He noted, however, that “those who say we are entering a stagflation period are rushing too much. This is not the 1970s, when energy took up a greater part of the economy. In the medium term we see no higher inflation either, which means we should not jump to conclusions about any rate hikes. At the moment we see no changes leading to a great increase in underlying inflation. Our forecasts for 2022-23 are for 1.5-1.6% in the eurozone,” said Stournaras, also a European Central Bank Governing Council member.
On the Greek economy, he said: “A rebound of 7% is certain for this year, and 4.5%-5% is also certain for next year. The outlook is also very positive.”
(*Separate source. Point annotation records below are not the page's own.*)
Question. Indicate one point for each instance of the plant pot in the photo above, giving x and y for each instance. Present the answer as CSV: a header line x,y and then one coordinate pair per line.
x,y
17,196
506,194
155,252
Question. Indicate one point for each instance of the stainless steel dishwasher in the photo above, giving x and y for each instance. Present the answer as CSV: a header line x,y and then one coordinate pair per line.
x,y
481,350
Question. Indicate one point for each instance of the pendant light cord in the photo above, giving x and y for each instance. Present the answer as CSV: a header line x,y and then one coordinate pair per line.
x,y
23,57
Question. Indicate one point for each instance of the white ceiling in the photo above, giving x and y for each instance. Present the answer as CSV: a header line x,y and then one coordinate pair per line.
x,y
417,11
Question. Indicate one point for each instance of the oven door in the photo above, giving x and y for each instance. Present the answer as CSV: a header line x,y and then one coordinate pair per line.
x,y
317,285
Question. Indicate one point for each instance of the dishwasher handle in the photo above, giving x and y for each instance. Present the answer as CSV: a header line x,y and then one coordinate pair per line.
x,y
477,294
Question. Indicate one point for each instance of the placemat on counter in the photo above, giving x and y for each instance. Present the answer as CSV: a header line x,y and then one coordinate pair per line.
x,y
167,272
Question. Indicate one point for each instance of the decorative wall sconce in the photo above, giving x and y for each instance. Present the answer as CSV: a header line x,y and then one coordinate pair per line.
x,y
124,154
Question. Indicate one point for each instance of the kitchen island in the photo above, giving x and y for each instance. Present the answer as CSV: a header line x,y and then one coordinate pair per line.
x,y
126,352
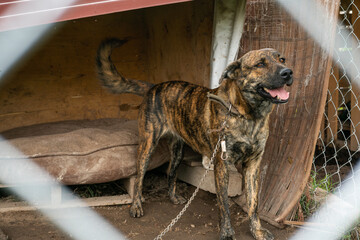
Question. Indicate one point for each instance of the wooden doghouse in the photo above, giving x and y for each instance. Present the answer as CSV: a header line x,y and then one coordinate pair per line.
x,y
53,96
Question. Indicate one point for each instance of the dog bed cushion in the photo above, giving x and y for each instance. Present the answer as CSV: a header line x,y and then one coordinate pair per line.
x,y
84,151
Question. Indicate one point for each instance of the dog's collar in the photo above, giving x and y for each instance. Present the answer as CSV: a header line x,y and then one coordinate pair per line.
x,y
227,105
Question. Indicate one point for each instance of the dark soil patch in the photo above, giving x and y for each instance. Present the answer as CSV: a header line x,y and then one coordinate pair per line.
x,y
200,222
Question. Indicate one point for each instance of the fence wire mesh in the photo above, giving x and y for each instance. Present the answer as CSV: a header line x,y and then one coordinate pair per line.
x,y
337,150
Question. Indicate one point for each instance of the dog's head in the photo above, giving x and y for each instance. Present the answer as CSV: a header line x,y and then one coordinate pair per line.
x,y
262,74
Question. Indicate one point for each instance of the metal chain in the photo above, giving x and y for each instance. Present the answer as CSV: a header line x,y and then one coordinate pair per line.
x,y
177,218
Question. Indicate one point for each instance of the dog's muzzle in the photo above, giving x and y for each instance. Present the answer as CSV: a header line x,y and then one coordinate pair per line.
x,y
286,74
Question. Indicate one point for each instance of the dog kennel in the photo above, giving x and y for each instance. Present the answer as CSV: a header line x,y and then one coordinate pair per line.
x,y
55,86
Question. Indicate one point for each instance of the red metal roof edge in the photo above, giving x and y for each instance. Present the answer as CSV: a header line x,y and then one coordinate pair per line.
x,y
25,13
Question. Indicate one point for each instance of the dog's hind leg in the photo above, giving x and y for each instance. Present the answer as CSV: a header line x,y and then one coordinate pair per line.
x,y
147,144
251,171
177,154
221,184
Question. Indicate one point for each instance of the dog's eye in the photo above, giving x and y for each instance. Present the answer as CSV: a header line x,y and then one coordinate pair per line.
x,y
260,64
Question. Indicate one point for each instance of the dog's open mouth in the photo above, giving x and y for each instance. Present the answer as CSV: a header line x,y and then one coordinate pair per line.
x,y
276,95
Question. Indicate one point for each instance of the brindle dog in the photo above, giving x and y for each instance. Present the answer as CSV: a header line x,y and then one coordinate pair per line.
x,y
186,112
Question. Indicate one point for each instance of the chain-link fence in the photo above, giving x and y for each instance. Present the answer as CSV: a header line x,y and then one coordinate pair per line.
x,y
337,149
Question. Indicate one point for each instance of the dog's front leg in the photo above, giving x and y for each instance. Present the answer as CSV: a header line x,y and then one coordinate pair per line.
x,y
221,183
252,174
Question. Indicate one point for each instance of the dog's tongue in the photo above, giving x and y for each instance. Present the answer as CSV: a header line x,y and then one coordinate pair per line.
x,y
280,92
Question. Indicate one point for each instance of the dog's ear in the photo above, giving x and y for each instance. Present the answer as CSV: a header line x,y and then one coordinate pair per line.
x,y
232,71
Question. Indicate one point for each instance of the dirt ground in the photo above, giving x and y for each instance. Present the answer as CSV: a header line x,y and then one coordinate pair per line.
x,y
200,222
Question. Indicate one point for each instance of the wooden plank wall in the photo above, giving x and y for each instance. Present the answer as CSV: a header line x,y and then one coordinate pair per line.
x,y
58,81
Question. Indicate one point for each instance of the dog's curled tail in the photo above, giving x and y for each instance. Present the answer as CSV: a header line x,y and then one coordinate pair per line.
x,y
110,77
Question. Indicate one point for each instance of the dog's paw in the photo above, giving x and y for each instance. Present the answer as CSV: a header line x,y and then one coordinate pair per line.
x,y
263,234
177,199
136,209
227,234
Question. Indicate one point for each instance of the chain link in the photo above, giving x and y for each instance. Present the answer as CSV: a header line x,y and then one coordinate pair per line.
x,y
177,218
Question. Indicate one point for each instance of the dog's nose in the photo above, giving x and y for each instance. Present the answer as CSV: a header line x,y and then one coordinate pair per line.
x,y
286,74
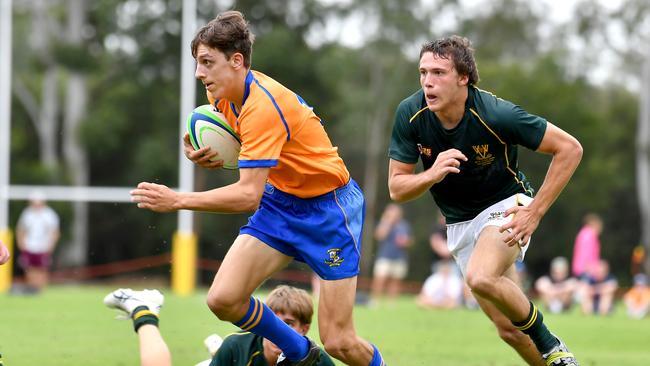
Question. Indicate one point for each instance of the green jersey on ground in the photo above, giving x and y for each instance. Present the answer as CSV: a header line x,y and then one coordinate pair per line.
x,y
487,135
245,349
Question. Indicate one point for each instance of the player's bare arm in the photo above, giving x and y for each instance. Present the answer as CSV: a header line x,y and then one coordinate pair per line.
x,y
404,185
242,196
566,152
202,157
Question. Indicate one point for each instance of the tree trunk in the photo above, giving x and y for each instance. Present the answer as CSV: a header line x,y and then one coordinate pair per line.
x,y
643,156
75,253
47,133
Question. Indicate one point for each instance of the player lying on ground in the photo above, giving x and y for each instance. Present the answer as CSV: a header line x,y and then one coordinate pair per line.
x,y
292,305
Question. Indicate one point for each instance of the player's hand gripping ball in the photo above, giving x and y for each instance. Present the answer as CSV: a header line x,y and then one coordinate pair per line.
x,y
207,127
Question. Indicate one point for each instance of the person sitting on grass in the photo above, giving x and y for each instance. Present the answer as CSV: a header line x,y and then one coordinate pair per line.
x,y
598,289
557,289
294,306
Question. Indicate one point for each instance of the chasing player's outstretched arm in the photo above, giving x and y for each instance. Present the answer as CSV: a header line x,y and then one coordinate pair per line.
x,y
404,185
566,152
241,196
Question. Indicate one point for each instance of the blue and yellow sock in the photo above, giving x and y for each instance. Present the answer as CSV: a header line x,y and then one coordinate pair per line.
x,y
141,316
261,320
534,326
377,360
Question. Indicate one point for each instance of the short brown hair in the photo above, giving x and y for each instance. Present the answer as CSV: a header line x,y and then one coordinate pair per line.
x,y
460,50
292,301
229,33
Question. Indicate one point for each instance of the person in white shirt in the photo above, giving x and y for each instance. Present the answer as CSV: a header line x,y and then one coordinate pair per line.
x,y
37,234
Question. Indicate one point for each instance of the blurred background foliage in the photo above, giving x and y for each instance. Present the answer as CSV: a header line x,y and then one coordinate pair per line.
x,y
129,58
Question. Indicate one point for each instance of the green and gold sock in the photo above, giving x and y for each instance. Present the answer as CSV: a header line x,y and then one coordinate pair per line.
x,y
534,326
141,316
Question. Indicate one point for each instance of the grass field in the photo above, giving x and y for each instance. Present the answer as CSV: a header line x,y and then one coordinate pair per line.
x,y
70,326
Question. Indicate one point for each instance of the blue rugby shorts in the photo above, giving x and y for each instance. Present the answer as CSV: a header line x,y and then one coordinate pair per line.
x,y
323,231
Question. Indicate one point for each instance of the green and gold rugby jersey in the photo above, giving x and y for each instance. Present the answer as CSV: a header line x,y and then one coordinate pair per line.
x,y
245,349
488,135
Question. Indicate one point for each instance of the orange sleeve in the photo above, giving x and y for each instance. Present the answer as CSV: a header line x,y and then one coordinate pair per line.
x,y
263,133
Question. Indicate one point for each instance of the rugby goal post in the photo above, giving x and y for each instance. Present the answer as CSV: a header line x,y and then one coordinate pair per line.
x,y
184,241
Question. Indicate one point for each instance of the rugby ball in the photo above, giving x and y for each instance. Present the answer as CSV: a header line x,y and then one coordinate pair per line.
x,y
207,127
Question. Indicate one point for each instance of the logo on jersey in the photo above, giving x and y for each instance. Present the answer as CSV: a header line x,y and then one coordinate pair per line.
x,y
334,260
483,156
426,151
498,215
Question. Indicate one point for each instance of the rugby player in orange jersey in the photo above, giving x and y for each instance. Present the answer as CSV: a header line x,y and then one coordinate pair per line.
x,y
306,205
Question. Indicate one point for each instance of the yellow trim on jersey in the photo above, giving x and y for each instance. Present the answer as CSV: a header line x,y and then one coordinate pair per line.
x,y
257,318
418,112
505,151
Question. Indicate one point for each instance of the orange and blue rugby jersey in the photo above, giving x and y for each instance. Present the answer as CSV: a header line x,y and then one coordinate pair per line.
x,y
279,130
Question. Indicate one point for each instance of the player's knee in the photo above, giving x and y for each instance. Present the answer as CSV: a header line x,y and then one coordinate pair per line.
x,y
221,304
481,284
511,335
339,346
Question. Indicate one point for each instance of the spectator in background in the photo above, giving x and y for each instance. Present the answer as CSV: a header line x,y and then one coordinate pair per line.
x,y
443,289
37,234
394,236
4,253
557,289
637,299
586,249
598,289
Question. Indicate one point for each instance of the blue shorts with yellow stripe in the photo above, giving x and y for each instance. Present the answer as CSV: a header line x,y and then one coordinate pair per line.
x,y
323,231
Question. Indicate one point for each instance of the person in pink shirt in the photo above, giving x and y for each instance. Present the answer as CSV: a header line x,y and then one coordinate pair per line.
x,y
586,250
4,254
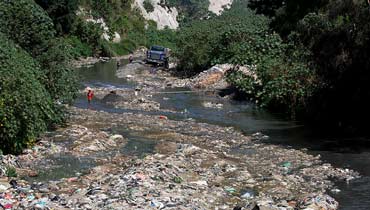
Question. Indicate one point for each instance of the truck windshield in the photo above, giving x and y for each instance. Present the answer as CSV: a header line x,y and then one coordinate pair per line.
x,y
157,48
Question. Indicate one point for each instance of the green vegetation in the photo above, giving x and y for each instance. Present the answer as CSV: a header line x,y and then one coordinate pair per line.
x,y
11,172
190,9
34,74
239,36
148,6
336,34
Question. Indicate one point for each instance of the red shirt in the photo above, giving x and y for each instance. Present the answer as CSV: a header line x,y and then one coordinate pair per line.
x,y
90,94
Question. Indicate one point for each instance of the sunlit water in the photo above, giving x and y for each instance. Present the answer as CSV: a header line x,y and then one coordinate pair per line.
x,y
248,119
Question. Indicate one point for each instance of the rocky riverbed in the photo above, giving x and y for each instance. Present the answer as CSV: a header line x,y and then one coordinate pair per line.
x,y
191,165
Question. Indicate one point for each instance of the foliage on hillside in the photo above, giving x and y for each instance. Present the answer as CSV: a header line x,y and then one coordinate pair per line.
x,y
239,36
190,9
336,33
26,108
34,74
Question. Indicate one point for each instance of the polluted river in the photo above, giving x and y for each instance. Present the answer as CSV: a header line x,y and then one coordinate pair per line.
x,y
146,141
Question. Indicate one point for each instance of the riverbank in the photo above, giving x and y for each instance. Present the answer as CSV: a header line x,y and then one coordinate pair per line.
x,y
188,165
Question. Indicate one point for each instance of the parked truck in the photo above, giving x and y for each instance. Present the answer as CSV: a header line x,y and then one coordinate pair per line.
x,y
158,55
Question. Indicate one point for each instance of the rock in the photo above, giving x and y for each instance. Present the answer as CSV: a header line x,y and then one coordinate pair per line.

“Restoring Greece to investment grade next year should be our national objective, of the government, the central bank, the commercial banks etc. Yet even if Greece does not reach it, I believe the ECB will find a way not to stop suddenly accepting Greek bonds as collateral, as that would generate a major problem in the Greek economy. Why should the ECB punish Greece now that it is following a correct economic policy?” he wondered.
“We have learned the bitter lessons of errors after the Greece 2020 program we had drafted in 2012 was interrupted,” he said, referring to the fall of the Antonis Samaras government, in which he was finance minister. “This time the program will not be interrupted, I believe. It’s up to us not to miss the boat again, it’s passing right in front of us,” he stressed.
“What would worry me most would be if there are views that become dominant, without having learned anything from the lessons of the past,” he concluded.